More Painful 'House-Cleaning' Expected At Top Firm

The Wall Street Journal reports that Merrill Lynch may receive a $5bn cash infusion from Singapore's Temasek Holdings to shore up its capital. And The New York Post reports that David Trone, an analyst at Fox-Pitt Kelton, has said that the Wall Street firm could take an additional $8.4bn asset write-down hit in the fourth quarter, taking the 2007 asset write-down total to a massive $16.5bn. Credit Suisse analyst Susan Roth Kazke also said that she expected write-downs of up to $8bn and that 'we expect more senior management changes, some painful house-cleaning'.

Reuters reports that, despite that $854m fourth-quarter loss, Bear Stearns insists that relations between its board of directors and firm executives are 'very solid and very good'. How very reassuring.

Thomson Financial reports that French bank Credit Agricole has confirmed that it will write-down an additional $2.3bn in assets as a result of the credit crisis. This is in addition to the $784m the bank has already indicated that it will write down. Calyon, the bank's investment banking unit, will post a full-year loss as a result of the write-downs.

Financial News reports that Fortis is to integrate ABN AMRO Asset Management into its own funds business, and has said that fund managers from the two companies 'will have to compete to keep their jobs where overlap exists'. Fortis says that the first announcements affecting staff futures will be made in the next few days, with full integration of the funds taking place before the end of next year.

Financial News also reports that Morgan Stanley analysts are predicting that UBS will need to write-down a further $2.6bn in assets next year (the bank has already written-down almost $14bn). And The Wall Street Journal reports that Swiss activist investor Ethos is calling for a special audit to establish exactly what led to the write downs in the first place. The fund said in a statement that 'in order to clarify the circumstances that drove the bank to this situation, Ethos has asked that a request for information and a request for a special audit be added to the agenda of the extraordinary general meeting of shareholders scheduled to take place in mid-February 2008'.

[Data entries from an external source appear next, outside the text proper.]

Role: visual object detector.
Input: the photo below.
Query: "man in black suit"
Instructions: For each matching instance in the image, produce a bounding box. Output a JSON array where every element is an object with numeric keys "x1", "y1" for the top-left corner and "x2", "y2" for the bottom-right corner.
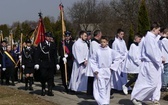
[
  {"x1": 59, "y1": 31, "x2": 74, "y2": 92},
  {"x1": 22, "y1": 39, "x2": 35, "y2": 90},
  {"x1": 34, "y1": 32, "x2": 60, "y2": 96}
]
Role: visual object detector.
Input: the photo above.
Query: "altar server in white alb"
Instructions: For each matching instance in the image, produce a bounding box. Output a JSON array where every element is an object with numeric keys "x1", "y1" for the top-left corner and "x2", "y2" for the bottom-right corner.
[
  {"x1": 159, "y1": 28, "x2": 168, "y2": 91},
  {"x1": 86, "y1": 30, "x2": 102, "y2": 96},
  {"x1": 122, "y1": 33, "x2": 142, "y2": 95},
  {"x1": 112, "y1": 29, "x2": 128, "y2": 90},
  {"x1": 131, "y1": 22, "x2": 165, "y2": 105},
  {"x1": 90, "y1": 36, "x2": 121, "y2": 105},
  {"x1": 69, "y1": 31, "x2": 89, "y2": 91}
]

And finally, in a neat little bit of role-reversal, The Financial Times has reported that some hedge funds are now looking over their exposure to banks as they are concerned about likely defaults! The newspaper quotes Lauren Tiegland-Hunt, a partner at law firm Tiegland-Hunt, who said that some hedge funds found that they have agreed to trading terms that did not require banks to post collateral against certain derivatives trades.